Ruby's curls. They are just so frickin cute.

How Dan sleeps with Ruby in his arms every night, and how she has a crazy hard time falling asleep without him.

The amazing support I have received from extended family and friends. You all know who you are.

The way Ruby shrieks with glee at every single balloon she sees. Same goes for trees, dogs, cats, and signs.

Taking long walks with my baby.

All of the people in my life, past and present, who have helped me to become the person I am.

Wine.

My daughter's life. She makes me a better person and gives me more joy than I ever thought a body could handle.

For the best year of my life.

Tuesday, November 16, 2010

NICU Memory

Just a little post tonight. Ruby had a playdate with a couple of her heart buddies today. While there, we mamas started swapping hospital stories and I recalled how we used to get my sister to see little Rubes. The NICU has a strict visitation policy. Only Dan and I, and our parents, were allowed to see Ruby for the first 4 1/2 months of her life. My sister had seen her at her birth and for one visit when she came home for her 2 day stint at 2 months old. This, of course, was heart breaking for her and for me.

Meeting her Auntie for the first time since birth

When we were back in the NICU and had FINALLY gotten a "window seat" we devised a way for Casey (my sis) to see Ruby. There is a waiting area just outside the NICU that is perpendicular to the main hall of the wing. So basically, if you are in the waiting area you can look out of the window and see into a few of the NICU rooms. At night, if you turn on the lights in the NICU and turn off the lights in the waiting room, you can see in pretty clearly.
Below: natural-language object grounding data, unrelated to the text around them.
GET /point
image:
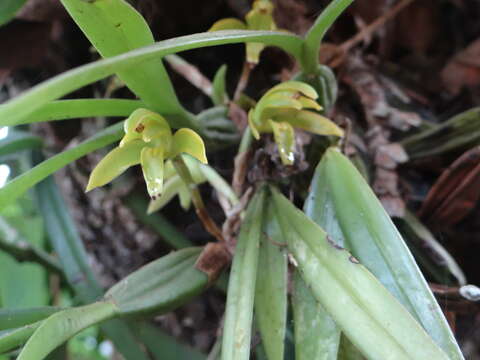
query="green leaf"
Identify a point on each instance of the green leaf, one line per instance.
(430, 253)
(314, 37)
(17, 337)
(371, 237)
(271, 289)
(115, 163)
(348, 351)
(8, 9)
(81, 108)
(66, 242)
(114, 27)
(237, 330)
(316, 334)
(16, 187)
(460, 132)
(228, 24)
(17, 141)
(315, 331)
(187, 141)
(219, 86)
(383, 328)
(63, 325)
(13, 318)
(17, 109)
(160, 286)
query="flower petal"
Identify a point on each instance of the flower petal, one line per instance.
(284, 136)
(152, 160)
(114, 163)
(295, 86)
(314, 123)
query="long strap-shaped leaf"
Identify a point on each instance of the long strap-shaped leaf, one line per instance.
(160, 286)
(15, 338)
(365, 311)
(22, 183)
(371, 237)
(20, 107)
(271, 288)
(241, 287)
(82, 108)
(114, 27)
(13, 318)
(66, 242)
(315, 331)
(61, 326)
(314, 37)
(317, 336)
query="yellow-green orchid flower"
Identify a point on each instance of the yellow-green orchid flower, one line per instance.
(201, 173)
(148, 141)
(174, 185)
(282, 109)
(258, 18)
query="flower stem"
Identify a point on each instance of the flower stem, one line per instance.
(197, 200)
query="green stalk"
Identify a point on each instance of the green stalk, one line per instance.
(15, 110)
(313, 39)
(14, 318)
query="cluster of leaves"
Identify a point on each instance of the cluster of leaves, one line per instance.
(357, 290)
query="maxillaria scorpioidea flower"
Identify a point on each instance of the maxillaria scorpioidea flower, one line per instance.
(259, 18)
(282, 109)
(148, 141)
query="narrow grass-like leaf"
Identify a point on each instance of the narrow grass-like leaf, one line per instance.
(311, 314)
(460, 132)
(429, 252)
(313, 39)
(365, 311)
(17, 109)
(237, 330)
(14, 318)
(66, 242)
(61, 326)
(372, 238)
(23, 250)
(271, 288)
(114, 27)
(82, 108)
(317, 336)
(161, 285)
(17, 141)
(15, 338)
(22, 183)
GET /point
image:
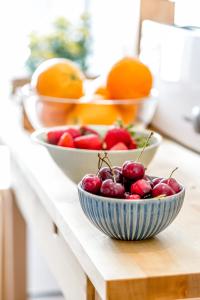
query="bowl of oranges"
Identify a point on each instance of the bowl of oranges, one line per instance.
(57, 95)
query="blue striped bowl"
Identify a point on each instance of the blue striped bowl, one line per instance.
(130, 220)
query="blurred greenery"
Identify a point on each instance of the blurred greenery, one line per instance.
(66, 40)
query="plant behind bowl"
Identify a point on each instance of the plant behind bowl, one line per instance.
(66, 40)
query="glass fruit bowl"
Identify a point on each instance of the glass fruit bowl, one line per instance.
(45, 111)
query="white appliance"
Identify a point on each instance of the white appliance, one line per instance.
(173, 55)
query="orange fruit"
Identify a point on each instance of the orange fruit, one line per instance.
(58, 78)
(90, 113)
(129, 79)
(103, 91)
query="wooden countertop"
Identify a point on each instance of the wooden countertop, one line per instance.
(169, 262)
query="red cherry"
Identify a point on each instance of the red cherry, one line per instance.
(112, 189)
(173, 184)
(162, 189)
(132, 196)
(149, 180)
(157, 180)
(91, 184)
(66, 140)
(133, 170)
(141, 187)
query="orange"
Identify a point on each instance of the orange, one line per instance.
(58, 78)
(103, 91)
(90, 113)
(129, 79)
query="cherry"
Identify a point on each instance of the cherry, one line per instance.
(157, 180)
(105, 173)
(91, 183)
(127, 184)
(112, 189)
(133, 170)
(173, 184)
(141, 187)
(149, 180)
(162, 189)
(132, 196)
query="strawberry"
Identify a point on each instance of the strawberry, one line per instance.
(66, 140)
(133, 144)
(74, 132)
(90, 141)
(87, 130)
(54, 136)
(119, 146)
(117, 135)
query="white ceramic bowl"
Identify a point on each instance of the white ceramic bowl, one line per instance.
(76, 163)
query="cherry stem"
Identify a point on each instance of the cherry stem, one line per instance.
(107, 161)
(173, 172)
(145, 145)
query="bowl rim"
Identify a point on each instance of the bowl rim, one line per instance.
(38, 132)
(27, 91)
(137, 201)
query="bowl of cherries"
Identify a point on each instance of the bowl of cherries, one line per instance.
(127, 204)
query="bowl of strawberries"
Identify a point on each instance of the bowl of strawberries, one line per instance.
(75, 148)
(125, 203)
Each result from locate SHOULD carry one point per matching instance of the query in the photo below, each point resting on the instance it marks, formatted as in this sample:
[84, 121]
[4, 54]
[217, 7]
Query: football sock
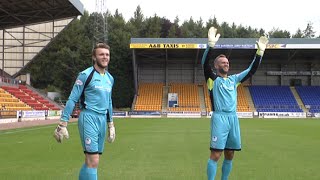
[211, 169]
[226, 169]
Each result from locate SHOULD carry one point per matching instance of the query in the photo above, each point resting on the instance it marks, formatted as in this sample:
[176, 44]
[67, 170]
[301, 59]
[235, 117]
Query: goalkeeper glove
[213, 37]
[262, 44]
[111, 132]
[61, 132]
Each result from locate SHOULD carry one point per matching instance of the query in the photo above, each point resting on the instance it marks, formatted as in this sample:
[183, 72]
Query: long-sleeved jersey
[223, 91]
[97, 94]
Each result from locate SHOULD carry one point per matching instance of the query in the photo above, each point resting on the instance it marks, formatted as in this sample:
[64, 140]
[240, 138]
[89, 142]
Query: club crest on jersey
[88, 141]
[79, 82]
[214, 138]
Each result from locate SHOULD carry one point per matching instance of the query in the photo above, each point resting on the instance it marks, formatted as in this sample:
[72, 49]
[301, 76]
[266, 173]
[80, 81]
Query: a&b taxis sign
[166, 46]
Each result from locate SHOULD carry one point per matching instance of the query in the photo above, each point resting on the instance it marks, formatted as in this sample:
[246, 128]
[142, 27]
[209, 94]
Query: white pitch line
[13, 131]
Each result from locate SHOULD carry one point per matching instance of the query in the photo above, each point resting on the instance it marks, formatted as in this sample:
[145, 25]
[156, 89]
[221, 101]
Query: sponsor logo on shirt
[79, 82]
[108, 89]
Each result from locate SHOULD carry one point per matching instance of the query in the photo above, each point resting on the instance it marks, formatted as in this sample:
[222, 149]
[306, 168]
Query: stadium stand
[10, 104]
[29, 97]
[26, 28]
[310, 96]
[274, 99]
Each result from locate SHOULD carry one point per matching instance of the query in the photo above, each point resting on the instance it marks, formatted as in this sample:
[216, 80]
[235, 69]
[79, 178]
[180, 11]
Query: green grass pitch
[166, 149]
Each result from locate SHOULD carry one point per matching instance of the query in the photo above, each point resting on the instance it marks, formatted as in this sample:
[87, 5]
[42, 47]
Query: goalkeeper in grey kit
[93, 88]
[225, 129]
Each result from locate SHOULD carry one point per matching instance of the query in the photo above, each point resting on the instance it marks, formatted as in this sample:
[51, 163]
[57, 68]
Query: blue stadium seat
[274, 99]
[310, 96]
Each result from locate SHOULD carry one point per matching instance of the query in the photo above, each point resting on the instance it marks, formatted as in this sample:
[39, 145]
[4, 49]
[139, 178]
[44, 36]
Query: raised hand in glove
[213, 37]
[262, 44]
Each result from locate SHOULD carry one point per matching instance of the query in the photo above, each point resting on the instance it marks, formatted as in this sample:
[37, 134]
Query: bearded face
[222, 65]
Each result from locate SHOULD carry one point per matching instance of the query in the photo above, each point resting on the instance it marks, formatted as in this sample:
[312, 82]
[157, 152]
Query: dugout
[286, 62]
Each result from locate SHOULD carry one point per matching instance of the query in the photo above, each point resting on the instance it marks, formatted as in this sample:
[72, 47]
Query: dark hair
[99, 45]
[220, 56]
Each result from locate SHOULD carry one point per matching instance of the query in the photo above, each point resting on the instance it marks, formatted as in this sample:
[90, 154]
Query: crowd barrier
[20, 116]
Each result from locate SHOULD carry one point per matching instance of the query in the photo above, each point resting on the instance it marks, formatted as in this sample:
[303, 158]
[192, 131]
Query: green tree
[277, 33]
[309, 32]
[298, 34]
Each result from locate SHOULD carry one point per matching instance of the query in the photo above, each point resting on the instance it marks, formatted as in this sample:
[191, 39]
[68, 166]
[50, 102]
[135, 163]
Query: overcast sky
[285, 15]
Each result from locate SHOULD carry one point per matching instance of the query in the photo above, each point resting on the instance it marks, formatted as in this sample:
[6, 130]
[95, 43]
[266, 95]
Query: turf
[166, 149]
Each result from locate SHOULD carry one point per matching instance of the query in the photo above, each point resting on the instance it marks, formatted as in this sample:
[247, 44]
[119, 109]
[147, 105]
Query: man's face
[102, 57]
[222, 65]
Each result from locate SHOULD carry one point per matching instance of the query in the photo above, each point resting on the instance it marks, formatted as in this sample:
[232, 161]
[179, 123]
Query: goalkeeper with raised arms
[93, 88]
[225, 129]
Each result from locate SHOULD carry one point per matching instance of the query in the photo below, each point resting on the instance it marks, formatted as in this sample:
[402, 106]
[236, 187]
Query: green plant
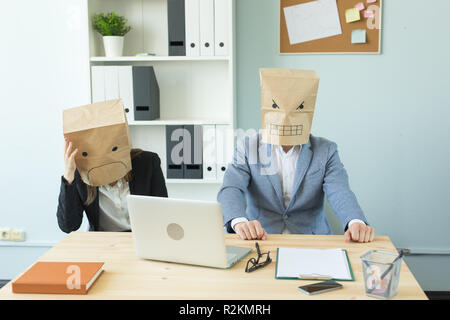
[110, 24]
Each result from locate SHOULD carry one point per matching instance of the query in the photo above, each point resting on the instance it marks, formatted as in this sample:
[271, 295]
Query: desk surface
[128, 277]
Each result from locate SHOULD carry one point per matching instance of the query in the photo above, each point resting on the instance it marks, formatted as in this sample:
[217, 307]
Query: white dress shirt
[113, 215]
[286, 163]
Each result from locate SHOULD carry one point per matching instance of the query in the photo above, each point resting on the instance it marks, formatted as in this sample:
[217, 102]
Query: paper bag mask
[100, 133]
[288, 99]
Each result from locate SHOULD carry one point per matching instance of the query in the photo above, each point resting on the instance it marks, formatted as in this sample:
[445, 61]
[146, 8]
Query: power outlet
[17, 235]
[5, 234]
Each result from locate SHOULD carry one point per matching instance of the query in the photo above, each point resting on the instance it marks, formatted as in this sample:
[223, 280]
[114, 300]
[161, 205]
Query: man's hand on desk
[359, 232]
[250, 230]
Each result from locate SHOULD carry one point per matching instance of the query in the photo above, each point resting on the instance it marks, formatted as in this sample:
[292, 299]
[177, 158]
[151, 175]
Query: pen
[392, 264]
[257, 249]
[314, 277]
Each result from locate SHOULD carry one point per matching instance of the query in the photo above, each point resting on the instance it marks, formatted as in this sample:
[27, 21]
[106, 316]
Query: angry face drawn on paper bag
[288, 99]
[100, 133]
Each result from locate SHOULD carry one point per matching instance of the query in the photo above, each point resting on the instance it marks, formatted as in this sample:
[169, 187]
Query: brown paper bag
[288, 99]
[100, 133]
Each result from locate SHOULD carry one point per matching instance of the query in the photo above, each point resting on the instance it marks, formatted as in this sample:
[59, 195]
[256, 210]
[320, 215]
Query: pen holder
[381, 273]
When we figured this out Casey used to come by and we'd hold little Ruby as close as we could to the window (as far as her leads and various wires would stretch) and she'd be able to see her niece. It was so sweet...and sad.

Anyway, I'm glad they get to spend so much time together now. It took months of consistent weekly visits for Ruby to get so close to her, but all that devotion paid off! Now when we pull up to her Auntie's house Ruby squeals and points with anticipation...she just loves her Auntie Casey :)

I LOVE this pic! I need a new one of them though, because Casey is quite pregnant here!